Contar histórias não diz respeito somente a falar do que já passou. No ato de remontar um acontecimento, seja ele mitológico, fictício ou fiel à realidade, o narrador também fala do futuro, daquilo que atravessa os tempos mesmo quando já não deveria se repetir e do que é importante levar adiante. Por isso que questões como machismo ou o preconceito e a bandeira da diversidade são iluminadas, oportunamente, de modo a não deixar o público esquecer que é também sobre o nosso tempo que aquelas histórias tratam.

Mas manter alguém atento à história que se conta exige não apenas habilidade de saborar as palavras. A conexão também prescinde da troca profunda de olhares, do gesto que não somente ilustra o que se diz, mas que expande a paleta de cores responsável pelas nuances e contrastes ali presentes. Nesse sentido, o espetáculo demonstra certa inconstância, o que o fragiliza em alguma medida, sem contudo prejudicar sua totalidade, pois o ambiente sonoro que o compõe, ao mesmo tempo em que desenha com contundência a identidade do trabalho, auxília no ritmo e no colorido dos momentos menos envolventes da experiência.



O Coletivo Heteaçã é um presente para o cenário cultural alagoano.
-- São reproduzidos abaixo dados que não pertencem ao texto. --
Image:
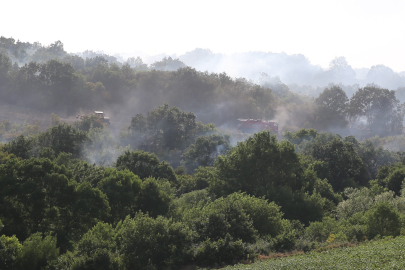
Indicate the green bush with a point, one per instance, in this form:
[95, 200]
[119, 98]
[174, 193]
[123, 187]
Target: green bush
[223, 251]
[382, 219]
[147, 243]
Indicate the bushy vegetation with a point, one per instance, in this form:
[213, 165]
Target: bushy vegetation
[170, 191]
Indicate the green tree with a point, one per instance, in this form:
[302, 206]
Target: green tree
[332, 109]
[382, 219]
[163, 129]
[145, 165]
[122, 189]
[205, 150]
[10, 249]
[37, 252]
[257, 166]
[63, 138]
[148, 243]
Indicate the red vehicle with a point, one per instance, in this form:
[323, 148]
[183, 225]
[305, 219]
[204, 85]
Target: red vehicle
[253, 126]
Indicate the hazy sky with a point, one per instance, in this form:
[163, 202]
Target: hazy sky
[367, 33]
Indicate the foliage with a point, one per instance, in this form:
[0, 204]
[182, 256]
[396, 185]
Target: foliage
[205, 150]
[145, 165]
[383, 254]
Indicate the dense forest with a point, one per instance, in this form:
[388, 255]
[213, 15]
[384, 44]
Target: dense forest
[171, 183]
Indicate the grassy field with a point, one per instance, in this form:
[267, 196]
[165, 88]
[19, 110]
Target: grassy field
[383, 254]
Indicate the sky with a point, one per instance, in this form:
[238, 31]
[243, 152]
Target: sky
[367, 33]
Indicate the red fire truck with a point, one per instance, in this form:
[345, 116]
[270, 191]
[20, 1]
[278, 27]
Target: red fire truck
[253, 126]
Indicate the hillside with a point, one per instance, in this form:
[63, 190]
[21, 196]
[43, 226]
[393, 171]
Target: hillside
[383, 254]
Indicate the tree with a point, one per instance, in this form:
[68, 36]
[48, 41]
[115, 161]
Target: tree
[333, 104]
[382, 219]
[381, 109]
[341, 71]
[205, 150]
[37, 252]
[163, 129]
[345, 167]
[63, 138]
[145, 165]
[168, 64]
[148, 243]
[122, 188]
[257, 166]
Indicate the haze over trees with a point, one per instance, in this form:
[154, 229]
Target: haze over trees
[171, 182]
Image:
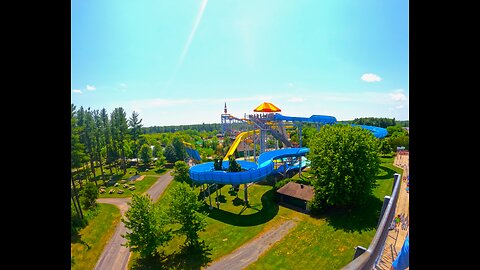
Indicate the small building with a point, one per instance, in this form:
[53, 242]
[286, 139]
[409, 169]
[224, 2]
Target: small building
[296, 195]
[244, 148]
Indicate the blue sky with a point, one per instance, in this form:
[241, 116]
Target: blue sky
[178, 62]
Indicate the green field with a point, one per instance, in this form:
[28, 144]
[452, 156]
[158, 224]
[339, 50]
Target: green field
[88, 244]
[325, 242]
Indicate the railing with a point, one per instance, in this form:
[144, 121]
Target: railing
[370, 257]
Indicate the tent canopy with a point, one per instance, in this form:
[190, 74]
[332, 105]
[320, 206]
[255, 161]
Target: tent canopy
[267, 107]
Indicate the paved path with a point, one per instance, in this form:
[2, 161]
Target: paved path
[251, 251]
[115, 255]
[396, 237]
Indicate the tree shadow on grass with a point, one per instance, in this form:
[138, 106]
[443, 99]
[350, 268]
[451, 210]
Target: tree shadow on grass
[269, 210]
[387, 175]
[188, 257]
[356, 218]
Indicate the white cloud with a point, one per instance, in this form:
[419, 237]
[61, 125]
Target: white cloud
[296, 99]
[370, 77]
[398, 95]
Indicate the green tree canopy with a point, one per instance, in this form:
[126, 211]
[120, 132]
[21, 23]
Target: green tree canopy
[169, 153]
[89, 195]
[147, 226]
[183, 209]
[146, 153]
[180, 172]
[344, 161]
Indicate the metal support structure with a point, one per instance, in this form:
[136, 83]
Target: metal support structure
[209, 197]
[245, 193]
[217, 200]
[300, 134]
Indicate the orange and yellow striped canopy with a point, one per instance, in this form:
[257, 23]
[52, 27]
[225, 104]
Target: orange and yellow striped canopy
[267, 107]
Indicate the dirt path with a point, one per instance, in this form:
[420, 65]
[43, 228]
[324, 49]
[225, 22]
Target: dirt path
[251, 251]
[115, 256]
[396, 237]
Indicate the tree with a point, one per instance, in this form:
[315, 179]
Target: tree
[217, 164]
[344, 161]
[146, 153]
[183, 209]
[89, 195]
[180, 151]
[77, 157]
[135, 132]
[180, 172]
[119, 129]
[384, 147]
[233, 165]
[169, 153]
[147, 225]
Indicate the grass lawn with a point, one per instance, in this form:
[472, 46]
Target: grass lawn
[140, 187]
[328, 242]
[325, 242]
[88, 244]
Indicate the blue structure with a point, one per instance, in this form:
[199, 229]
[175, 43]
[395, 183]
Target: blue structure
[205, 174]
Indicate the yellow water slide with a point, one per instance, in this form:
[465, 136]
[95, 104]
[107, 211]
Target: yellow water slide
[237, 141]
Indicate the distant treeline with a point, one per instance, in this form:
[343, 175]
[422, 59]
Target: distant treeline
[167, 129]
[377, 122]
[371, 121]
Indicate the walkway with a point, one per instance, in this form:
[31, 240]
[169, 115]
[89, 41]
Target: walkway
[251, 251]
[396, 237]
[115, 255]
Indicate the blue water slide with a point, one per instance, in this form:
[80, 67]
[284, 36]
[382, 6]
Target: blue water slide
[323, 119]
[377, 131]
[254, 172]
[193, 153]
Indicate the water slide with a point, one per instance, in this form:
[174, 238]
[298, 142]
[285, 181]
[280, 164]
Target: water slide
[191, 151]
[254, 172]
[325, 119]
[237, 141]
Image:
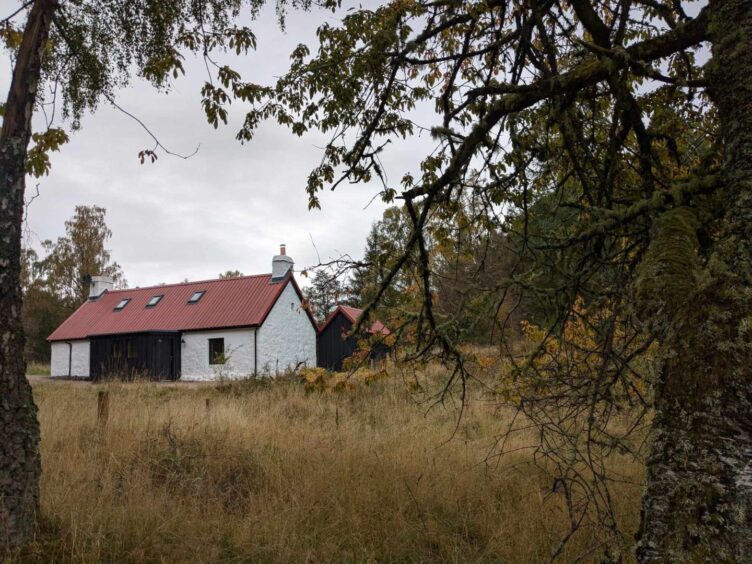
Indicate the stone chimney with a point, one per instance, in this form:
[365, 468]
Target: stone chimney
[281, 264]
[98, 285]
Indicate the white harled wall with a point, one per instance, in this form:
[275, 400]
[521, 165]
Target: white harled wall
[194, 361]
[79, 359]
[287, 337]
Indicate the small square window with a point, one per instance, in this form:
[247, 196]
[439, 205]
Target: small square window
[216, 351]
[196, 296]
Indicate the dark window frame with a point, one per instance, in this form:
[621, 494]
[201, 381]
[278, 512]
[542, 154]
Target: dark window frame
[200, 293]
[213, 353]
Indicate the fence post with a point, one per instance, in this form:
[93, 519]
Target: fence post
[103, 407]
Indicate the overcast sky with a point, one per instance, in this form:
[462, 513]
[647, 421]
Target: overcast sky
[229, 206]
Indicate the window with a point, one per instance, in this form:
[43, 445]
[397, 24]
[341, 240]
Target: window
[196, 296]
[216, 351]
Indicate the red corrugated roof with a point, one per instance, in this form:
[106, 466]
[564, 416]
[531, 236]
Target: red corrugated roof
[353, 314]
[229, 302]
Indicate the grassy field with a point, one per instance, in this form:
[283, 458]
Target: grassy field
[274, 473]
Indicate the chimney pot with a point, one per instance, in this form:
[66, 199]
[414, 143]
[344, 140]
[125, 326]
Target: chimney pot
[281, 264]
[98, 285]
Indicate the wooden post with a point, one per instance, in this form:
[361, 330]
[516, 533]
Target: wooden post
[103, 407]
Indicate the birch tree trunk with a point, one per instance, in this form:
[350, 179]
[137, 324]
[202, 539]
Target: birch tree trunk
[19, 430]
[697, 506]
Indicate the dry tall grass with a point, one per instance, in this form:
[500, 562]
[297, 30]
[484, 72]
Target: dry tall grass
[268, 472]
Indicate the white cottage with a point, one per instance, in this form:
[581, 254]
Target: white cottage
[231, 327]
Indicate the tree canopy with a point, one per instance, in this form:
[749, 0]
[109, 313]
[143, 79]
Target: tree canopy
[609, 152]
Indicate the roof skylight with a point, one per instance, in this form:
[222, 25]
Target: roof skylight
[196, 296]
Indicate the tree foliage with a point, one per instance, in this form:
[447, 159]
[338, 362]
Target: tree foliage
[58, 283]
[592, 137]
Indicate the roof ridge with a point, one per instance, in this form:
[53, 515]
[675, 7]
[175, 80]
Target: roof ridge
[174, 284]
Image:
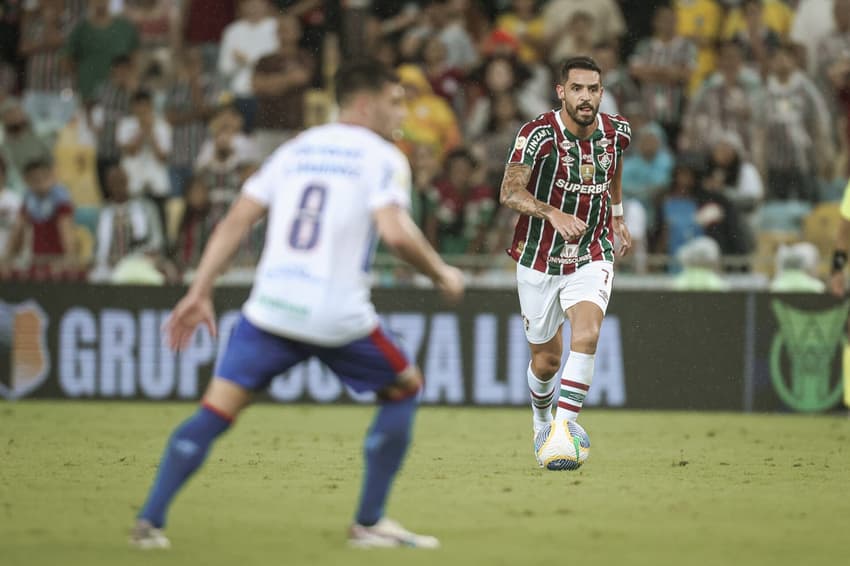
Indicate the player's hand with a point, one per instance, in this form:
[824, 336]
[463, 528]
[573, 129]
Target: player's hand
[622, 232]
[191, 311]
[837, 284]
[451, 283]
[568, 226]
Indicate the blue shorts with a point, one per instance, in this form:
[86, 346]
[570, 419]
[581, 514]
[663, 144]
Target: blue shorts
[254, 357]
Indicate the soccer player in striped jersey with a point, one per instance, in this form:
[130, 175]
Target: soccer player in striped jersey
[563, 176]
[328, 194]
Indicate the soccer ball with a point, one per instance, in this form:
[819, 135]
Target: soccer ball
[561, 446]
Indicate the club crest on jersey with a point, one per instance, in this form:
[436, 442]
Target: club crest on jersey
[520, 142]
[587, 169]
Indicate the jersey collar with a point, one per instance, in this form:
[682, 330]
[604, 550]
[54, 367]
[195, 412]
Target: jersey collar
[598, 133]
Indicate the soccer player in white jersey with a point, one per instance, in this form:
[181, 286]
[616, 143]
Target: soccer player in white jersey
[563, 176]
[328, 194]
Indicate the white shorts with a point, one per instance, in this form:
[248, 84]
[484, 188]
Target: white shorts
[544, 298]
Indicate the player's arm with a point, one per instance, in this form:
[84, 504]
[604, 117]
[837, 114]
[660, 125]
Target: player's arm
[515, 195]
[619, 219]
[224, 242]
[405, 239]
[196, 307]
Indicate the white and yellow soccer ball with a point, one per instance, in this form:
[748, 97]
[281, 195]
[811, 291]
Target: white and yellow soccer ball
[561, 446]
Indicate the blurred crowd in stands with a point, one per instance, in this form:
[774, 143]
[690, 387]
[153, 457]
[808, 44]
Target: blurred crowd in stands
[129, 125]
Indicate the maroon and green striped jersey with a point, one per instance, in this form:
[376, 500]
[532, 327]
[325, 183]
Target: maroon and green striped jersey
[575, 176]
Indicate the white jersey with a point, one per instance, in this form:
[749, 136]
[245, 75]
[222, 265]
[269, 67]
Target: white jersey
[321, 188]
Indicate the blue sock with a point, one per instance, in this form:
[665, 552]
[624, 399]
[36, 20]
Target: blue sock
[185, 452]
[386, 444]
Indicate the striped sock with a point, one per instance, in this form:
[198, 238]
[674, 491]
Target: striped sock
[575, 383]
[542, 395]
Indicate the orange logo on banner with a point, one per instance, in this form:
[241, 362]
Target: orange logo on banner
[24, 359]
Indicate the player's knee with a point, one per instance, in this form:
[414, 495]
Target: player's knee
[584, 338]
[545, 365]
[407, 386]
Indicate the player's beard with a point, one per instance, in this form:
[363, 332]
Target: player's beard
[573, 112]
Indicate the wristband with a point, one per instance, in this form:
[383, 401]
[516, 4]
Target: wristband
[839, 260]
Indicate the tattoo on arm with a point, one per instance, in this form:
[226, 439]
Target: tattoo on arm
[514, 193]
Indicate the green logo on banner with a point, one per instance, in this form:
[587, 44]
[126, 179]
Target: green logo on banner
[811, 340]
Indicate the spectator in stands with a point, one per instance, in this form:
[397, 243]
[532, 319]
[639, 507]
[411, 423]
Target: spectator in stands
[425, 169]
[21, 144]
[314, 17]
[608, 22]
[196, 226]
[775, 15]
[535, 93]
[440, 17]
[244, 42]
[755, 36]
[719, 217]
[112, 103]
[619, 85]
[795, 130]
[190, 102]
[10, 205]
[95, 43]
[700, 259]
[429, 118]
[663, 64]
[202, 27]
[731, 174]
[575, 36]
[10, 23]
[728, 101]
[834, 72]
[499, 75]
[813, 21]
[145, 141]
[676, 217]
[280, 83]
[127, 225]
[226, 159]
[647, 172]
[526, 24]
[445, 81]
[796, 269]
[503, 123]
[75, 163]
[834, 48]
[157, 22]
[700, 21]
[463, 210]
[46, 223]
[47, 95]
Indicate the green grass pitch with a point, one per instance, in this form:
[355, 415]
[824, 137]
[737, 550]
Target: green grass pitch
[659, 488]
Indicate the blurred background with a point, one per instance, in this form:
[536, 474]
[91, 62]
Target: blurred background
[129, 125]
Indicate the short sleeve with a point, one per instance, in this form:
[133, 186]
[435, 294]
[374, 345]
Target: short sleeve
[530, 143]
[394, 182]
[163, 135]
[261, 185]
[622, 131]
[127, 129]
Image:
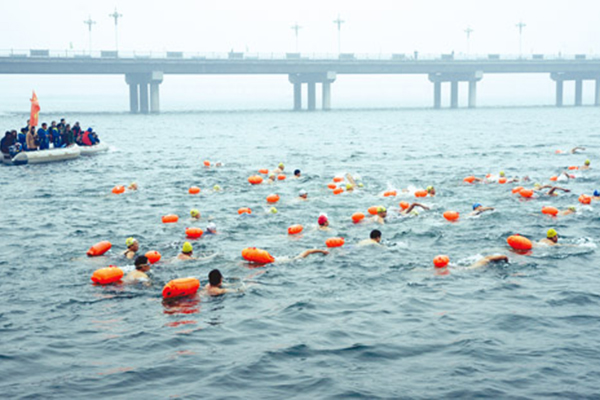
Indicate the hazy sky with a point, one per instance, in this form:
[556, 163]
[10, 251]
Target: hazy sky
[376, 26]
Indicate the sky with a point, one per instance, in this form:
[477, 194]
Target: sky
[376, 27]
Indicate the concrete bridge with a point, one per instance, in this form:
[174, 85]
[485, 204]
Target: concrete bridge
[144, 72]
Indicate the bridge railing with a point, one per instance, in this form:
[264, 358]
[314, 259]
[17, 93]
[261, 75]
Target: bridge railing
[292, 56]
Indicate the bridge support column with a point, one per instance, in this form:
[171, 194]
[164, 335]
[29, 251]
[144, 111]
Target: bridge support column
[472, 94]
[326, 96]
[454, 94]
[311, 79]
[437, 95]
[578, 92]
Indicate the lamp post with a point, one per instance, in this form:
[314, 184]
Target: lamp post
[116, 16]
[296, 28]
[521, 25]
[339, 23]
[89, 22]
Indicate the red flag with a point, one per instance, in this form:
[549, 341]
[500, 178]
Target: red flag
[35, 110]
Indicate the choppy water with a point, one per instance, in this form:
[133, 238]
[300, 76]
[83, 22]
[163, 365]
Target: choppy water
[359, 323]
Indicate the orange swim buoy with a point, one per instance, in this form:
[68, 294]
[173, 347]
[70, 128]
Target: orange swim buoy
[99, 248]
[441, 261]
[255, 179]
[335, 242]
[585, 199]
[519, 242]
[153, 256]
[295, 229]
[548, 210]
[118, 189]
[527, 193]
[170, 219]
[272, 198]
[194, 233]
[258, 256]
[110, 274]
[451, 215]
[357, 217]
[181, 287]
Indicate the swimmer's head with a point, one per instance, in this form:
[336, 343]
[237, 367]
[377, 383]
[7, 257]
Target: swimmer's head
[215, 278]
[376, 235]
[552, 235]
[323, 221]
[187, 248]
[130, 242]
[211, 227]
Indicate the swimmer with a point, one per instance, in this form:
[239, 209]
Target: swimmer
[375, 239]
[323, 223]
[139, 274]
[186, 252]
[211, 228]
[132, 247]
[586, 165]
[478, 209]
[215, 282]
[410, 209]
[551, 238]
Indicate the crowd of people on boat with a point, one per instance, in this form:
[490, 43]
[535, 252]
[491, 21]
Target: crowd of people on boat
[56, 136]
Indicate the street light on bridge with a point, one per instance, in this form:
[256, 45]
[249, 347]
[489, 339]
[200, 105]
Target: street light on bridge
[89, 23]
[339, 23]
[521, 25]
[296, 28]
[116, 16]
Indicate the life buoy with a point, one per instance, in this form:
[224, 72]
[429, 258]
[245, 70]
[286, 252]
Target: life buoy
[99, 248]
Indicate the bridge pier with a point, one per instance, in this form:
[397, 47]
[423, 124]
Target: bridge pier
[455, 78]
[311, 79]
[139, 101]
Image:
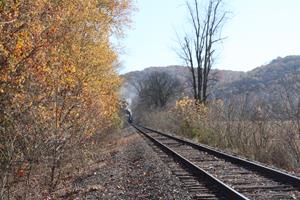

Seu repertório de espetáculos bem como sua atuação nos bastidores da cena tem oxigenado positiva e significativamente as relações entre público e artista e a própria classe internamente. Sua participação na edição 2019 do Festal, uma presença constante desde o início desse processo, é motivo de orgulho. 

“Filhos do Céu e os corações de tambor” compõe esse repertório aliando ludicidade e função política da arte de maneira quase insuspeita. Talvez não seja o trabalho mais potente do grupo, mas certamente é parte muito importante de uma(s) história(s) boa(s) de se ouvir.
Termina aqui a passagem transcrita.